What are the limits to credit creation by banks?
- Market forces – i.e. the scale of profitable lending opportunities
- Regulatory policies e.g. higher capital reserve requirements imposed by a central bank
- Behaviour of consumers and businesses e.g. decisions about how much of their debt to repay
- Monetary policy – the level of policy interest rates influences the demand for loans from households and businesses, for example the demand for business loans and mortgage loans in the housing market
What is the liquidity risk for commercial banks?
- Banks tend to attract short term deposits e.g. from savers
- They often lend for longer periods of time e.g. a 20-year mortgage
- As a result, a bank may not be able to repay all deposits if savers decide to withdraw their funds in one go* To reduce their risk, commercial banks will try to attract long term deposits and also hold some liquid assets e.g. cash as capital reserves
What is the credit risk for commercial banks?

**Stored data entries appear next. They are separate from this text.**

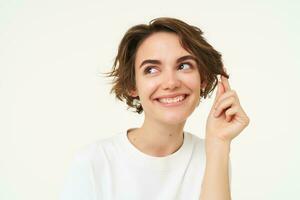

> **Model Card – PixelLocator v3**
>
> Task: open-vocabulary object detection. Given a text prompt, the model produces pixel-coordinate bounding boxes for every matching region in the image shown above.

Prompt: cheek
[183,73,201,90]
[136,78,159,100]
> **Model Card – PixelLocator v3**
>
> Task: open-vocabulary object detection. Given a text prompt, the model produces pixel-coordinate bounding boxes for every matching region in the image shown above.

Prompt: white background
[1,0,299,199]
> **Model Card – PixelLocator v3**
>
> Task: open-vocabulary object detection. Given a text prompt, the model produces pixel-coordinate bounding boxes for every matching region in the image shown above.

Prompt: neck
[127,117,186,157]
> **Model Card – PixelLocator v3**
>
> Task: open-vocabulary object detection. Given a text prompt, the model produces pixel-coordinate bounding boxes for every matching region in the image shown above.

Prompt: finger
[221,75,231,92]
[214,90,239,110]
[225,106,238,122]
[214,96,236,117]
[213,79,225,105]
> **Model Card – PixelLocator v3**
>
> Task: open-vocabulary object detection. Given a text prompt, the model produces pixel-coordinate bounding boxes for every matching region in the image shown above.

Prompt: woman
[60,17,250,200]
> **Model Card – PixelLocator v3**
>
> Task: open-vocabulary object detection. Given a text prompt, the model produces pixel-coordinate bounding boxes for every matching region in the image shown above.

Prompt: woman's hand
[205,73,250,144]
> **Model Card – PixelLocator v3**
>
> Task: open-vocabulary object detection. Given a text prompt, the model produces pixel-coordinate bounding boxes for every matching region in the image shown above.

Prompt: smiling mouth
[155,94,189,106]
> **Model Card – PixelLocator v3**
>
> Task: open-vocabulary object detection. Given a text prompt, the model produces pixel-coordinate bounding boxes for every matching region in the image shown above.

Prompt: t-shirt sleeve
[59,154,96,200]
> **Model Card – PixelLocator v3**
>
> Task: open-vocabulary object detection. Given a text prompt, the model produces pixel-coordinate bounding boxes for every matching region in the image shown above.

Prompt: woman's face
[132,32,203,125]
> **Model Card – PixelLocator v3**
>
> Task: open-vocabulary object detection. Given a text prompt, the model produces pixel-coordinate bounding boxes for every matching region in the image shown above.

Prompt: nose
[161,70,181,90]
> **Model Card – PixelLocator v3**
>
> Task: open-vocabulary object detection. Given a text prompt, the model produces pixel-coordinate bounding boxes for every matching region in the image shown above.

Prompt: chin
[158,111,191,125]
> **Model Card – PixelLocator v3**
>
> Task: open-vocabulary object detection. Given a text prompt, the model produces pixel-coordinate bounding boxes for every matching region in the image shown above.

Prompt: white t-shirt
[59,130,221,200]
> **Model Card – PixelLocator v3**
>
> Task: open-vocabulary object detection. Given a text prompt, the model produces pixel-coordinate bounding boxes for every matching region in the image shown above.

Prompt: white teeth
[158,95,185,104]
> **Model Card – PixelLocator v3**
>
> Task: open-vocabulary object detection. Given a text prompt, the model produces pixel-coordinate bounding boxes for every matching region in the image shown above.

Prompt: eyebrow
[139,55,197,68]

- This is the risk to the bank of lending to borrowers who turn out to be unable to repay some or all of their loans
- Credit risk can be controlled by research into the credit-worthiness of borrowers and also by banks having sufficient capital in reserve. Minimum capital reserves may be imposed by the financial authorities
What are investment banks?
- An investment bank provides specialized services for companies and large investors:
o Underwriting and advising on securities issues and other forms of capital raising
o Advice on mergers, acquisitions & corporate restructuring
o Trading on capital markets (bonds and equities)

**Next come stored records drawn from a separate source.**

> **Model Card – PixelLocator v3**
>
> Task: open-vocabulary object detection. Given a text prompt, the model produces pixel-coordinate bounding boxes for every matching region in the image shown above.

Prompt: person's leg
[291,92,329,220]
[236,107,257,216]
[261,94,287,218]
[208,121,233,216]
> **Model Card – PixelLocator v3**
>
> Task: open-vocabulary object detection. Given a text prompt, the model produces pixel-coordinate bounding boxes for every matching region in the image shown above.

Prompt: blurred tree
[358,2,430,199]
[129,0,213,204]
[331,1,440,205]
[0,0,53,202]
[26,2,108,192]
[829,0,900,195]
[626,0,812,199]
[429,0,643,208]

o Corporate research and private equity investments - An investment bank trades and invests on its own account
- Commercial banks can provide investment banking services
e.g. JP Morgan Chase
What is market failure?
Market failure occurs when a market fails to deliver an economically efficiency and/or socially equitable allocation of scarce resources. Market failure is a justification for government intervention e.g. through financial regulation although this too might lead to governmental / regulatory failures as a result.
What is asymmetric information?
- This type of market failure exists when one individual or party has much more information than another individual or party and then uses that advantage to exploit the other party.

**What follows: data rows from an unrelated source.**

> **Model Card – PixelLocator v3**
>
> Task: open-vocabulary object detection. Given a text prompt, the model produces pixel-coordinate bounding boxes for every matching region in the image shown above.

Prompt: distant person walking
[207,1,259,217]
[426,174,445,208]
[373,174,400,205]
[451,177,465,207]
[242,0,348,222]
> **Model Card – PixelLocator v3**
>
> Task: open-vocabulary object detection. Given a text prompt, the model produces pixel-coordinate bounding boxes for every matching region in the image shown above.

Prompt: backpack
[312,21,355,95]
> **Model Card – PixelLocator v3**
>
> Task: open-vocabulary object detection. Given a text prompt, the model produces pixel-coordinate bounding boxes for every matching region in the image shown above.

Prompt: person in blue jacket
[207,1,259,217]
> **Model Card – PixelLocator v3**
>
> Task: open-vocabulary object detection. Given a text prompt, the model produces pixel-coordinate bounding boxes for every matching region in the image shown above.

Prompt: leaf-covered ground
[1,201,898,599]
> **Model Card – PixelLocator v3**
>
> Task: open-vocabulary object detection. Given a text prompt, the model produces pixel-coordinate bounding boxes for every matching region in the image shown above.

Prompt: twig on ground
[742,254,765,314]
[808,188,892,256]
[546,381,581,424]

- Finance is a market in information – often a potential borrower (such as a small business) has better information on the likelihood that they will be able to repay a loan than the lender.
What are externalities?
- A negative externality exists when a market transaction has a negative consequence for a 3rd party.
- A positive externality exists when a market transaction has a positive consequence for a 3rd party.
Give some examples of negative externalities that arise from financial crises.
- Taxpayers (taxpayers bear the cost of bank bail-out costs and the impact of fiscal austerity)
- Depositors (Risk of lost savings if a bank collapses)
- Creditors (A rise in unpaid debts can create difficulties)
- Shareholders (Lost equity from falling share prices)
- Employees (Lost jobs in finance & the wider economy especially if a financial crisis turns into a recession)
- Government (increased fiscal deficit and national debt)
- Businesses (reduced demand for goods and services and higher borrowing costs for those needing loans)
What is moral hazard?
Moral hazard exists where an individual or organisation takes more risks because they know that they are covered by insurance, or they expect that the government will protect them (i.e. bail them out) from any damage incurred as a result of those risks.